Face à des loyers impayés, un bailleur a mandaté un huissier pour pratiquer une saisie conservatoire sur les meubles du locataire. Apprenant quelques jours plus tard que ce dernier avait déménagé, le même huissier constate que l’habitation a été vidée et dresse un procès-verbal de reprise des lieux et fait changer la serrure du logement. Le locataire saisit alors le juge pour obtenir la condamnation de l’huissier à l’indemniser du préjudice subi.
La Cour de cassation retient la responsabilité de l’huissier qui est condamné : La reprise du logement loué est illicite si le bail est toujours en cours (alors même que le local a été abandonné). La Cour énonce en effet que la seule constatation d’une reprise illicite d’un logement ouvre droit à réparation.
Ainsi, tant que le bail est en vigueur, l’huissier de justice, pas plus que le bailleur, ne peut faire changer les serrures du logement et reprendre le logement, sous peine de s’exposer à une condamnation au paiement de dommages et intérêts ainsi qu’à des sanctions pénales pour violation de domicile !
Le bailleur aurait pourtant pu mettre en œuvre une procédure particulière de résiliation du bail d’habitation afin de reprendre les lieux que le locataire a abandonné avant la fin du bail (article 14-1 de la Loi du 6 juillet 1989), procédure simple et rapide qui permet d’éviter bien des déconvenues !
Copropriété
Lorsqu’il complète le règlement de copropriété, l’état descriptif de division peut avoir une valeur contractuelle (Cass. Civ. 3, 6 juillet 2017, n°16-16.849).
En copropriété, la destination du lot est généralement mentionnée dans un état descriptif de division.
Si le document est qualifié de contractuel, le principe de liberté d’usage des parties privatives posé par l’article 9 de la loi de 1965, déjà fortement encadré par la limite du respect des droits des autres copropriétaires et de la destination de l’immeuble, est encore plus restreint.

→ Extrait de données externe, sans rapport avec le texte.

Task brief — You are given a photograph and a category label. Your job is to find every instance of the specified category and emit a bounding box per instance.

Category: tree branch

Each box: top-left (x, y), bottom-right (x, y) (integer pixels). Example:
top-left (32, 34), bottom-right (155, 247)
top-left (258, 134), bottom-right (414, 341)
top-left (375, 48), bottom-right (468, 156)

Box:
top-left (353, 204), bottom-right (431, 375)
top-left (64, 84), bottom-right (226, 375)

Dans cette affaire, un copropriétaire a contesté et demandé l’annulation d’une décision prise par l’assemblée générale des copropriétaires qui lui a refusé « l’autorisation d’apposer des plaques professionnelles ». Dans le cadre de cette procédure, le syndicat des copropriétaires a, quant à lui, demandé que le tribunal constate qu’en vertu du règlement de copropriété, le lot du 2ème étage du copropriétaire concerné ne peut être occupé à titre professionnel.
Le litige tient au fait que le règlement de copropriété prévoit que l’immeuble est destiné à un usage mixte (professionnel, commercial ou habitation), alors que l’état descriptif de division décrit les lots comme des « appartements ».
Cette apparente contradiction est tranchée par le juge, étant précisé que l’interprétation des contrats relève de son pouvoir souverain. La Cour décide ici que l’état descriptif de division a une valeur contractuelle et que ses dispositions viennent préciser celles, plus générales, du règlement de copropriété lui-même.
Même si cet arrêt tend à reconnaître à l’état descriptif de division une valeur contractuelle, il n’en demeure pas moins que l’appréciation du juge dans l’interprétation des actes qui lui sont soumis revêt une importance primordiale, qui fera pencher la balance d’un côté ou de l’autre.